Covert monitoring not necessarily breach of Article 8 privacy rights

The Grand Chamber of the European Court of Human Rights has ruled that the use of covertly obtained CCTV footage to dismiss a group of Spanish employees for theft had not infringed Article 8 (the right to a private life) or Article 6 (the right to a fair trial). In reaching this decision it has overturned last year’s judgment from a smaller panel of judges which was in favour of the workers concerned.

The Grand Chamber had a close look at how the footage had been collected and used. It needed to assess whether its use in unfair dismissal proceedings amounted to a breach of the Spanish State’s obligations to safeguard the Article 8 rights of its citizens. This involved a “proportionality assessment” – in this case striking a balance between the rights of the workers involved to a private life and the legitimate interests of the employer to identify and sanction the workers who were stealing from it.

The Grand Chamber set out a list of factors to consider when making such an assessment, of which the following were particularly significant:

  • Justification for monitoring: it had been triggered by a reasonable suspicion of serious misconduct by a number of employees, following stock discrepancies of up to €20,000 per month
  • Where monitoring took place: it had taken place in the section of the supermarket open to the public, rather than in a private area
  • Extent of monitoring: it had been conducted over a short period, and only individuals under reasonable suspicion of stealing were targeted
  • Procedural safeguards: the employers had not informed the employees in advance of the monitoring, in breach of Spanish data protection legislation; on the other hand, in these circumstances prior notification would have defeated its purpose
  • Use of the footage: circulation of the footage was strictly limited, and was not used for any purpose other than the disciplinary proceedings.

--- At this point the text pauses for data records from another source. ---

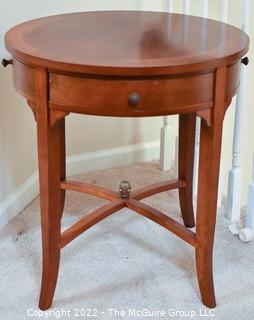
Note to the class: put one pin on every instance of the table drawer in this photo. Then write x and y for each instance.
(113, 96)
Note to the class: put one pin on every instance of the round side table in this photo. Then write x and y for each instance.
(128, 64)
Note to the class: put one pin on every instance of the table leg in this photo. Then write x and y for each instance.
(187, 124)
(51, 155)
(209, 164)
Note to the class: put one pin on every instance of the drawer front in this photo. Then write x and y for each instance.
(112, 96)
(24, 80)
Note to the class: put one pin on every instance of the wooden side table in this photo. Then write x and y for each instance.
(128, 64)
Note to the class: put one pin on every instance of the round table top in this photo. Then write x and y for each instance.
(126, 43)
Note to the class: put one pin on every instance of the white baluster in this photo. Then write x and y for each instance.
(186, 10)
(166, 145)
(204, 14)
(170, 4)
(166, 131)
(224, 11)
(204, 8)
(186, 6)
(235, 175)
(224, 18)
(247, 234)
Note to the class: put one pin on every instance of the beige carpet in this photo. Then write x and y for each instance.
(125, 263)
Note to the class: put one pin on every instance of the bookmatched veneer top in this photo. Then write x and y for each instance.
(126, 43)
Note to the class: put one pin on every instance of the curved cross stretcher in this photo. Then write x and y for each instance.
(132, 202)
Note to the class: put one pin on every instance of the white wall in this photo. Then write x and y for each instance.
(18, 159)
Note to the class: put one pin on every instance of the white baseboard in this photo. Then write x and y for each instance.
(78, 164)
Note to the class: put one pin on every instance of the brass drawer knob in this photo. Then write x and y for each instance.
(134, 99)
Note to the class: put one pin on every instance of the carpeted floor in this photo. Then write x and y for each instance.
(125, 263)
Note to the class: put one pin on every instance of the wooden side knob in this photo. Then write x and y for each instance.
(6, 62)
(134, 99)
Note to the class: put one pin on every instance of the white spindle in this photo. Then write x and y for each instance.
(224, 11)
(186, 6)
(204, 8)
(235, 175)
(204, 14)
(223, 18)
(170, 5)
(166, 131)
(186, 10)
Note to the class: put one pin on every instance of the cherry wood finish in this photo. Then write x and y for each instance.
(128, 64)
(187, 129)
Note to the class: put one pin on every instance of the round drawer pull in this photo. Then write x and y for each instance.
(134, 99)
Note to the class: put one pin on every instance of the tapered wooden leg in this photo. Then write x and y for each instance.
(210, 148)
(187, 125)
(63, 159)
(51, 172)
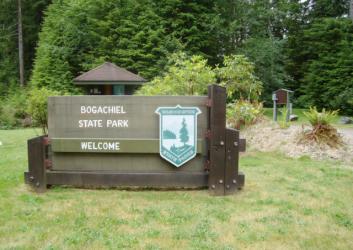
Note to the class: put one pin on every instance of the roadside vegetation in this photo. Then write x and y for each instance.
(285, 204)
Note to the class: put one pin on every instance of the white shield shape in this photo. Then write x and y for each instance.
(178, 133)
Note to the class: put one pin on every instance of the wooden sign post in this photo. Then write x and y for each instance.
(139, 141)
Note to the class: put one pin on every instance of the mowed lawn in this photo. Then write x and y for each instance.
(286, 204)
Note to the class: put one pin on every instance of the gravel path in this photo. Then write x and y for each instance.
(267, 136)
(347, 133)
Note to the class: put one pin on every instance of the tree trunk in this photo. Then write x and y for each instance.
(20, 44)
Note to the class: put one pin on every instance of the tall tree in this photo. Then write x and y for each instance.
(328, 71)
(20, 43)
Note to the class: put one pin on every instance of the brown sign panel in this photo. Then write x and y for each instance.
(114, 141)
(127, 126)
(282, 96)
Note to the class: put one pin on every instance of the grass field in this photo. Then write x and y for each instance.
(286, 204)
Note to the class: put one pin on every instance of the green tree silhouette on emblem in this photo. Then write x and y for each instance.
(184, 133)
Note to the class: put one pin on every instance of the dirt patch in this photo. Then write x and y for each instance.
(268, 136)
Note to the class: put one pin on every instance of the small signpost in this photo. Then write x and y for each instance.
(282, 96)
(140, 141)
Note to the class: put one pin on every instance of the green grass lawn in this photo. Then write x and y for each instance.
(286, 204)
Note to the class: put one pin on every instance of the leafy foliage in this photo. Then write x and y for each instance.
(136, 35)
(328, 75)
(243, 113)
(184, 76)
(31, 18)
(238, 77)
(13, 109)
(322, 131)
(38, 106)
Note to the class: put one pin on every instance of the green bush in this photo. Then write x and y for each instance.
(322, 130)
(13, 109)
(185, 76)
(243, 113)
(38, 106)
(238, 76)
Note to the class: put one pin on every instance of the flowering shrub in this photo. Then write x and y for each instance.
(243, 113)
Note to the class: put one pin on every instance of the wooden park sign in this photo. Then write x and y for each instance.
(138, 141)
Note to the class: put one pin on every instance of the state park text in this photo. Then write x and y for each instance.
(99, 123)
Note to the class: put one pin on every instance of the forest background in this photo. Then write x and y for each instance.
(305, 46)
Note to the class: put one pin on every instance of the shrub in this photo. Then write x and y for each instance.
(243, 113)
(322, 130)
(38, 106)
(238, 76)
(185, 76)
(13, 109)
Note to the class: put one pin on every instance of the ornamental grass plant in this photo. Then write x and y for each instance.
(321, 131)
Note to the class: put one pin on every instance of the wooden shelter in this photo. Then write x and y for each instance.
(109, 79)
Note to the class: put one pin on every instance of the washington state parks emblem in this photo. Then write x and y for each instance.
(178, 133)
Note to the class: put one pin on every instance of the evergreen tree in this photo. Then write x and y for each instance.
(184, 133)
(328, 71)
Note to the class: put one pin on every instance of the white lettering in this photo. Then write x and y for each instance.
(102, 110)
(99, 146)
(117, 123)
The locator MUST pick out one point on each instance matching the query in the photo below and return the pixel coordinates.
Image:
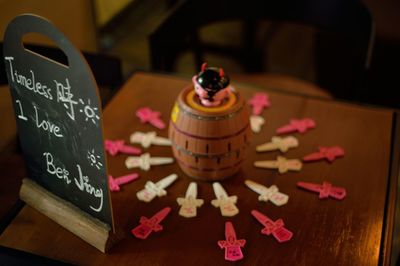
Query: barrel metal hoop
(204, 155)
(211, 138)
(209, 169)
(209, 118)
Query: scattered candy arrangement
(258, 102)
(152, 190)
(268, 194)
(227, 204)
(232, 246)
(189, 204)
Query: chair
(343, 42)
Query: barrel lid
(190, 102)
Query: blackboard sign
(59, 119)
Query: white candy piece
(144, 161)
(190, 203)
(151, 190)
(256, 122)
(282, 164)
(279, 143)
(224, 202)
(148, 139)
(268, 194)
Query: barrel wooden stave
(210, 146)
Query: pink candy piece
(115, 183)
(118, 146)
(299, 125)
(276, 228)
(259, 101)
(325, 190)
(147, 225)
(146, 115)
(232, 246)
(328, 153)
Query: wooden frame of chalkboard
(58, 114)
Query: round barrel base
(209, 143)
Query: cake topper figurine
(211, 85)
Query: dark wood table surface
(355, 231)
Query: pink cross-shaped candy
(146, 115)
(259, 101)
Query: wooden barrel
(209, 143)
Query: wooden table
(355, 231)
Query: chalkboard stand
(90, 229)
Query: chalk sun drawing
(94, 159)
(89, 111)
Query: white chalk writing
(64, 95)
(21, 115)
(30, 82)
(47, 125)
(60, 172)
(83, 184)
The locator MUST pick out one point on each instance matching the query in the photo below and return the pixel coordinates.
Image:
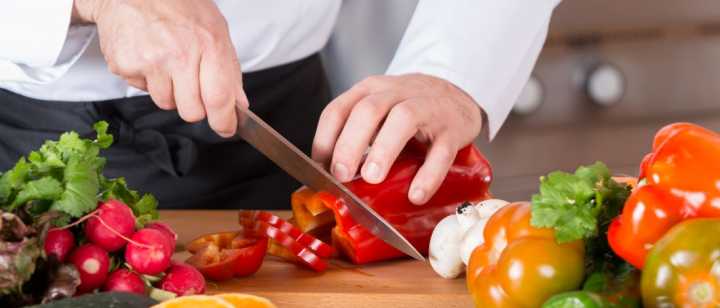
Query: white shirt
(485, 47)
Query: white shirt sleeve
(485, 47)
(38, 43)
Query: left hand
(382, 113)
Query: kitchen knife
(288, 157)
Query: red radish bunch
(149, 252)
(183, 279)
(92, 262)
(111, 230)
(123, 280)
(113, 223)
(59, 243)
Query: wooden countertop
(399, 283)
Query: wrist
(84, 11)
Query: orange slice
(240, 300)
(195, 301)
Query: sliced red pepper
(320, 248)
(304, 254)
(467, 180)
(222, 256)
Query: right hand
(179, 51)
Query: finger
(218, 84)
(331, 122)
(240, 95)
(400, 125)
(186, 86)
(160, 87)
(433, 171)
(361, 125)
(137, 82)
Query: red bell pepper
(682, 181)
(468, 180)
(222, 256)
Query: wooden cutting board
(399, 283)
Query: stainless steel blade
(288, 157)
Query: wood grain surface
(400, 283)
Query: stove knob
(605, 85)
(530, 98)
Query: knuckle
(216, 99)
(373, 81)
(369, 107)
(444, 153)
(330, 113)
(405, 112)
(193, 115)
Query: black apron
(186, 166)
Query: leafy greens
(65, 176)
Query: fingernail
(371, 172)
(340, 172)
(417, 195)
(225, 134)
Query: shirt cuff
(34, 31)
(75, 43)
(486, 48)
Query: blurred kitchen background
(611, 74)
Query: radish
(113, 222)
(149, 251)
(123, 280)
(59, 242)
(183, 279)
(165, 229)
(92, 262)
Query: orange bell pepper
(467, 180)
(682, 181)
(519, 265)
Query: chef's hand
(179, 51)
(382, 113)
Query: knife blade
(298, 165)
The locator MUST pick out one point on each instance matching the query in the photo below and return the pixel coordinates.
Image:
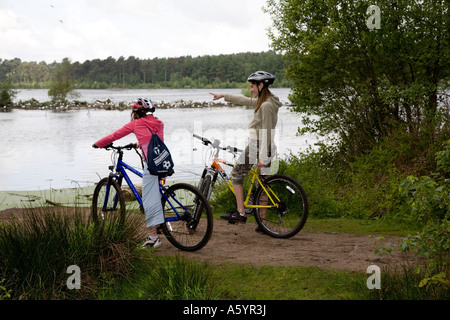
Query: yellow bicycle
(278, 202)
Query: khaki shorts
(245, 162)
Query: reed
(38, 246)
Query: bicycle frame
(120, 173)
(216, 169)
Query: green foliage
(62, 83)
(36, 251)
(222, 71)
(7, 93)
(179, 279)
(359, 84)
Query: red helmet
(143, 106)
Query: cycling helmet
(262, 76)
(143, 106)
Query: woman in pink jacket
(142, 121)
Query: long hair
(263, 96)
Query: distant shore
(34, 104)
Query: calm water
(44, 149)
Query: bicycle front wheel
(188, 217)
(108, 201)
(288, 212)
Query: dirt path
(241, 244)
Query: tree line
(132, 72)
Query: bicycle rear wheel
(290, 216)
(188, 216)
(108, 201)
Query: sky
(50, 30)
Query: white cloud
(36, 30)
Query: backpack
(159, 159)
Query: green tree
(63, 83)
(358, 83)
(7, 93)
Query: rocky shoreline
(33, 104)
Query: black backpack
(159, 159)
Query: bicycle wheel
(290, 216)
(108, 201)
(188, 216)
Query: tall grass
(37, 248)
(180, 279)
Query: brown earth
(240, 244)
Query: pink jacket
(140, 127)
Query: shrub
(36, 250)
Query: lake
(42, 149)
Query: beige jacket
(262, 127)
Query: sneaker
(234, 217)
(149, 243)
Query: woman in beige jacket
(261, 145)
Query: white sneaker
(149, 243)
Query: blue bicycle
(188, 215)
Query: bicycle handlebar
(128, 146)
(215, 144)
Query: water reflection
(44, 149)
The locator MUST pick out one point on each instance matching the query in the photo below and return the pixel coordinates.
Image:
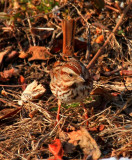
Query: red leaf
(56, 149)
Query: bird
(70, 82)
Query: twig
(101, 50)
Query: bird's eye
(71, 75)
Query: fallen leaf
(12, 56)
(7, 74)
(8, 113)
(100, 39)
(56, 149)
(39, 53)
(32, 91)
(86, 142)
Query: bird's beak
(81, 79)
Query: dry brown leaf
(8, 113)
(32, 91)
(86, 142)
(39, 53)
(7, 74)
(23, 55)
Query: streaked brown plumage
(70, 82)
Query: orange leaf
(39, 53)
(56, 149)
(7, 74)
(100, 39)
(101, 127)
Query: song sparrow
(70, 82)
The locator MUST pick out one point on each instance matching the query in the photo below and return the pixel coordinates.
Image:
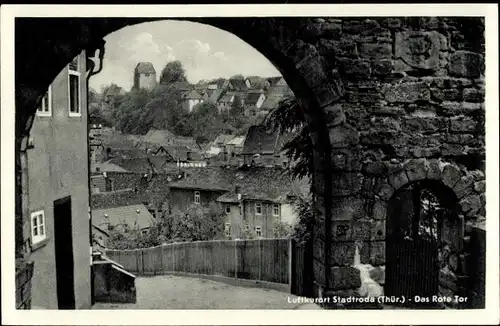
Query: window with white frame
(38, 227)
(45, 108)
(74, 94)
(276, 210)
(258, 208)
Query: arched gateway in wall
(388, 101)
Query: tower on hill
(144, 76)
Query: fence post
(236, 259)
(142, 261)
(260, 259)
(290, 265)
(161, 259)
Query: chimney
(237, 190)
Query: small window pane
(74, 93)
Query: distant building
(145, 76)
(122, 219)
(191, 99)
(263, 147)
(57, 223)
(254, 199)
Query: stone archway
(374, 92)
(441, 260)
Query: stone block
(406, 92)
(344, 278)
(419, 50)
(463, 124)
(480, 186)
(424, 125)
(319, 272)
(473, 95)
(355, 68)
(343, 136)
(374, 168)
(471, 205)
(382, 67)
(383, 189)
(334, 115)
(375, 51)
(345, 184)
(433, 170)
(450, 109)
(378, 230)
(398, 180)
(341, 230)
(377, 253)
(378, 274)
(416, 169)
(441, 95)
(452, 150)
(465, 64)
(450, 175)
(348, 208)
(361, 230)
(380, 210)
(464, 187)
(342, 253)
(448, 280)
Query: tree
(198, 223)
(173, 72)
(238, 76)
(281, 230)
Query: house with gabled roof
(264, 147)
(254, 198)
(256, 82)
(191, 99)
(145, 76)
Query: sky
(206, 52)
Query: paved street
(173, 292)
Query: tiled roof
(252, 98)
(226, 98)
(260, 140)
(216, 95)
(106, 167)
(256, 183)
(237, 141)
(193, 95)
(145, 68)
(141, 165)
(157, 136)
(223, 139)
(133, 216)
(238, 84)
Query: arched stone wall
(375, 93)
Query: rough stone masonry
(412, 109)
(389, 101)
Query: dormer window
(74, 91)
(45, 108)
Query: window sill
(39, 244)
(44, 115)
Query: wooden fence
(263, 259)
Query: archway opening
(423, 240)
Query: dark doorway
(64, 253)
(414, 226)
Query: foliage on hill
(138, 111)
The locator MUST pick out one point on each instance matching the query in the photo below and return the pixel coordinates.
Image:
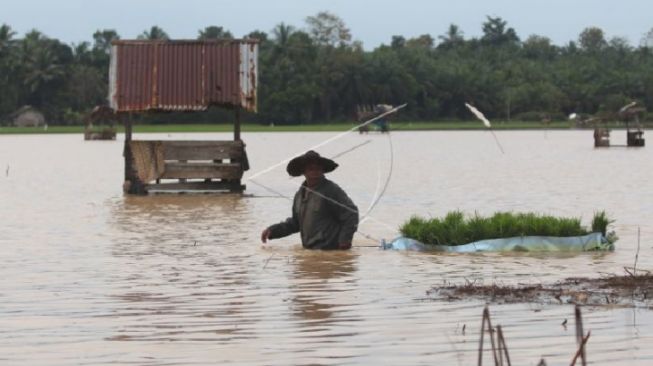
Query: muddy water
(92, 277)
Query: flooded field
(92, 277)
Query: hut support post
(236, 185)
(237, 124)
(132, 184)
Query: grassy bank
(456, 229)
(395, 126)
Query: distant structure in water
(99, 124)
(28, 116)
(183, 76)
(629, 114)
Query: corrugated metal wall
(183, 75)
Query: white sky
(372, 22)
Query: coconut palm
(155, 33)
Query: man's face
(313, 171)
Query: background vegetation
(319, 74)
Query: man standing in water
(322, 213)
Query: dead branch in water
(581, 350)
(579, 335)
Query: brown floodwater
(92, 277)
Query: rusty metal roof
(183, 75)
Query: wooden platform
(184, 166)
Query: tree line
(320, 74)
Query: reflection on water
(320, 277)
(92, 277)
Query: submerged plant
(456, 229)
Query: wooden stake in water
(486, 122)
(636, 254)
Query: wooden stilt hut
(183, 76)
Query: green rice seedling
(600, 222)
(456, 229)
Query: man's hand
(265, 235)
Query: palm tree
(155, 33)
(452, 37)
(6, 38)
(282, 34)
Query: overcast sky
(372, 22)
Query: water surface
(93, 277)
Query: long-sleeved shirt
(322, 223)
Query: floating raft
(590, 242)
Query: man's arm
(284, 228)
(346, 216)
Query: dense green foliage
(456, 229)
(318, 74)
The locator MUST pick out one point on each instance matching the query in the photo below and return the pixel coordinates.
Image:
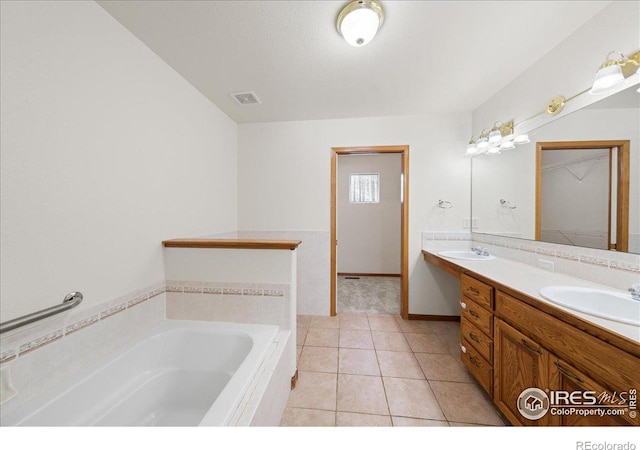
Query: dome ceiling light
(359, 21)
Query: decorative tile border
(593, 257)
(594, 261)
(231, 291)
(273, 293)
(627, 267)
(252, 292)
(215, 291)
(29, 344)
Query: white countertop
(529, 280)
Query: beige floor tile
(415, 326)
(363, 394)
(465, 403)
(322, 337)
(443, 367)
(358, 362)
(384, 340)
(412, 398)
(345, 419)
(452, 344)
(325, 322)
(356, 339)
(301, 334)
(354, 322)
(300, 417)
(411, 422)
(383, 323)
(399, 365)
(314, 390)
(425, 343)
(446, 328)
(303, 321)
(319, 359)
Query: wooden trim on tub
(389, 275)
(434, 317)
(256, 244)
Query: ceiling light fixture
(612, 72)
(359, 21)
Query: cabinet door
(519, 364)
(564, 377)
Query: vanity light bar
(501, 137)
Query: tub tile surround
(313, 266)
(609, 268)
(41, 355)
(261, 303)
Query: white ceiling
(429, 56)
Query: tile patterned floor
(368, 295)
(381, 370)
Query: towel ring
(506, 204)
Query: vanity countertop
(527, 280)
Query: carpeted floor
(369, 295)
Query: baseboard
(345, 274)
(434, 317)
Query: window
(364, 188)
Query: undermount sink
(465, 254)
(611, 305)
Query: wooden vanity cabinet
(511, 341)
(476, 330)
(520, 363)
(528, 357)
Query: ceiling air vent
(245, 98)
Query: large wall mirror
(576, 183)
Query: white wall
(105, 152)
(369, 233)
(284, 187)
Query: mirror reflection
(575, 183)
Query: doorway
(582, 193)
(369, 180)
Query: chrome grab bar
(71, 300)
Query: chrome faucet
(482, 251)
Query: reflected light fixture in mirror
(611, 72)
(500, 138)
(359, 21)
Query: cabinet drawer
(606, 364)
(478, 291)
(478, 340)
(479, 368)
(479, 317)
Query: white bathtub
(182, 373)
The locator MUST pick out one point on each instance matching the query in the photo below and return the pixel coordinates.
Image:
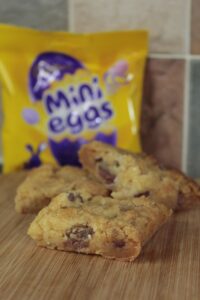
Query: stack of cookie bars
(111, 207)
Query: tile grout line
(70, 15)
(186, 116)
(186, 98)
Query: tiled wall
(171, 104)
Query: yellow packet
(61, 90)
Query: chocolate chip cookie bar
(47, 181)
(127, 175)
(80, 222)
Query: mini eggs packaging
(61, 90)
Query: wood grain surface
(168, 268)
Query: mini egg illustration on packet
(117, 76)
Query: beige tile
(162, 110)
(166, 20)
(195, 27)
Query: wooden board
(168, 268)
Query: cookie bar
(47, 181)
(79, 222)
(127, 175)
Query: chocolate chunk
(73, 197)
(106, 175)
(119, 243)
(99, 159)
(79, 236)
(116, 163)
(145, 194)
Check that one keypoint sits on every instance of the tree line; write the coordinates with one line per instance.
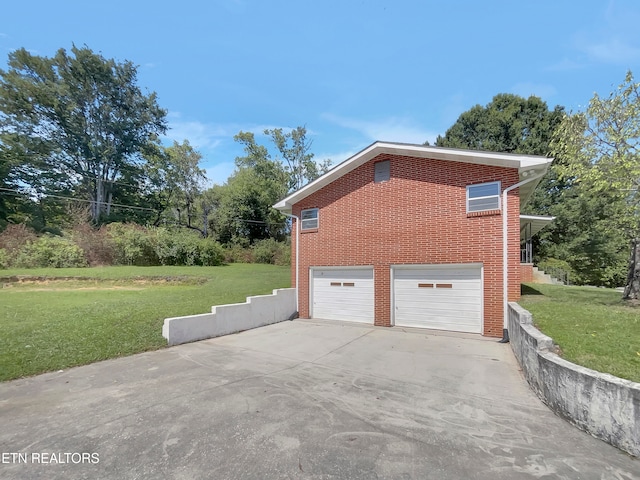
(76, 129)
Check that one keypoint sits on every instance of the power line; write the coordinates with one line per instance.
(18, 192)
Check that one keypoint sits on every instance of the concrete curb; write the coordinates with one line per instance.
(605, 406)
(257, 311)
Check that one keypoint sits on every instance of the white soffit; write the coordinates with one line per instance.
(526, 165)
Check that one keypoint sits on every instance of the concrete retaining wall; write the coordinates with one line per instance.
(605, 406)
(257, 311)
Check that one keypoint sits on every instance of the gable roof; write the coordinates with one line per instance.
(526, 165)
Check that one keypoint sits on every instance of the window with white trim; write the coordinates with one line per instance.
(309, 219)
(483, 196)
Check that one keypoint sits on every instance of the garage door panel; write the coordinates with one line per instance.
(439, 297)
(343, 294)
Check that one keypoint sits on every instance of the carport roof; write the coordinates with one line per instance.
(538, 222)
(526, 164)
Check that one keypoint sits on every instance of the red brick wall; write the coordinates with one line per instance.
(418, 217)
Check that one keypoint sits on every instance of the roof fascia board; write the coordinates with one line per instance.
(524, 163)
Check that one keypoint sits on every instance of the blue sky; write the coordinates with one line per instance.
(352, 71)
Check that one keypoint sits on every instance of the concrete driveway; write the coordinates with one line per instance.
(301, 399)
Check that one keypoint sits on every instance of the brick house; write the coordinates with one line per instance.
(413, 235)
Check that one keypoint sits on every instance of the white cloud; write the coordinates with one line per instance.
(526, 89)
(393, 129)
(611, 50)
(566, 64)
(615, 40)
(199, 135)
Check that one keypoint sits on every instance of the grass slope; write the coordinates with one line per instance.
(50, 325)
(593, 326)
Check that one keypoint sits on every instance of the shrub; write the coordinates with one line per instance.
(133, 245)
(50, 251)
(97, 245)
(211, 253)
(14, 237)
(182, 247)
(234, 253)
(272, 251)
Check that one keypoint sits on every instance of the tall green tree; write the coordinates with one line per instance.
(78, 121)
(509, 123)
(295, 150)
(601, 152)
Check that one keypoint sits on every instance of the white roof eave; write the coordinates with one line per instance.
(524, 163)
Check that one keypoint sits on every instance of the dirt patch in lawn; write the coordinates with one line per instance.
(35, 283)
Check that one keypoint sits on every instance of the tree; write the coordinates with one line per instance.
(601, 151)
(297, 160)
(76, 120)
(509, 123)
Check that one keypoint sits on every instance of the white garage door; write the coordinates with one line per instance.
(443, 297)
(342, 294)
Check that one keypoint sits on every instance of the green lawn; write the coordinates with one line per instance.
(592, 326)
(113, 311)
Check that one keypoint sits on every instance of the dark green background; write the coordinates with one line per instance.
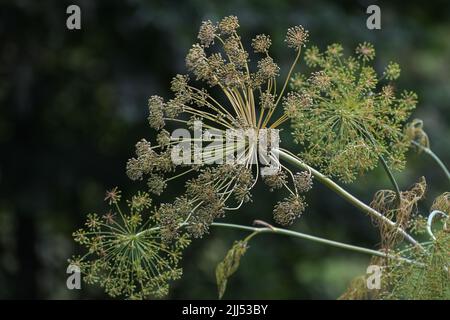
(73, 103)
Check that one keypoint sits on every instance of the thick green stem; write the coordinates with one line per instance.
(309, 237)
(392, 178)
(434, 156)
(346, 195)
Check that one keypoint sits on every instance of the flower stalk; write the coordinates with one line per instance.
(292, 159)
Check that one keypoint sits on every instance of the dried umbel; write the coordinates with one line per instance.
(415, 132)
(125, 252)
(220, 61)
(403, 211)
(344, 116)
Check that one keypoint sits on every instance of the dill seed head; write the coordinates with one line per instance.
(163, 138)
(125, 258)
(365, 51)
(197, 62)
(414, 132)
(335, 50)
(139, 202)
(234, 51)
(156, 112)
(156, 184)
(392, 71)
(207, 33)
(275, 181)
(228, 25)
(442, 203)
(113, 196)
(267, 100)
(267, 68)
(296, 37)
(288, 210)
(342, 120)
(303, 181)
(313, 57)
(261, 43)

Weighing everything in the balance, the Grand Chamber decided (by a majority of 14:3) that the workers’ article 8 rights had not been infringed. It went on to find (this time unanimously) that there had no breach of Article 6 either. It placed the main emphasis on the overall fairness of the various domestic hearings. The Spanish courts had assessed (and rejected) the workers’ arguments that the evidence had been obtained in breach of Article 8. They had also looked at the totality of the evidence (the employer has also produced doctored till receipts) and noted that, although the footage had been obtained in breach of Spanish data protection law, the workers had been able to view it and had not challenged its authenticity.

How far is this decision relevant to employers in the UK, including private sector employers who are not directly subject to the European Human Rights Convention? Decisions involving other European jurisdictions do not always translate easily to the UK, but the following points can be made:

  • Employment tribunals: this latest guidance from the European Court of Human Rights must be taken into account when assessing the fairness of a dismissal, since they are obliged by the Human Rights Act to read domestic legislation, where possible, compatibly with relevant convention rights
  • Data protection: this case did not address data protection issues head on, simply noting that in the view of the Spanish courts the evidence had been obtained in breach of Spanish data protection law. Unlike in Spain, covert monitoring is allowed in the UK in exceptional circumstances. This latest decision will need to be taken into account when making the required impact assessment before embarking on any covert employee monitoring. Guidance from the Information Commissioner's Office makes it clear that covert monitoring will only be acceptable in rare cases.
  • Admissibility of evidence: the impact of this case is more limited in relation to the admissibility of evidence obtained in breach of Article 8, or data protection legislation. In either case, there appears to be no Human Rights presumption against the inclusion of such evidence: it is merely one factor to weigh in the balance when considering the overall fairness of the hearing. Much the same approach is currently adopted in the UK, whether in the employment tribunal or the ordinary civil courts. However, there is no doubt that the more serious the breach, the less likely the evidence is to be admissible, all other things being equal.
  • Earlier rulings: two years ago the Grand Chamber issued a ruling in a Romanian workplace privacy case that came down on the side of the worker. That case was about workplace monitoring of an instant messaging account, and that time it decided that the employers had infringed the worker’s Article 8 rights. It is helpful to consider these decisions together when assessing whether proposed workplace monitoring is likely to be in breach of workers’ privacy rights.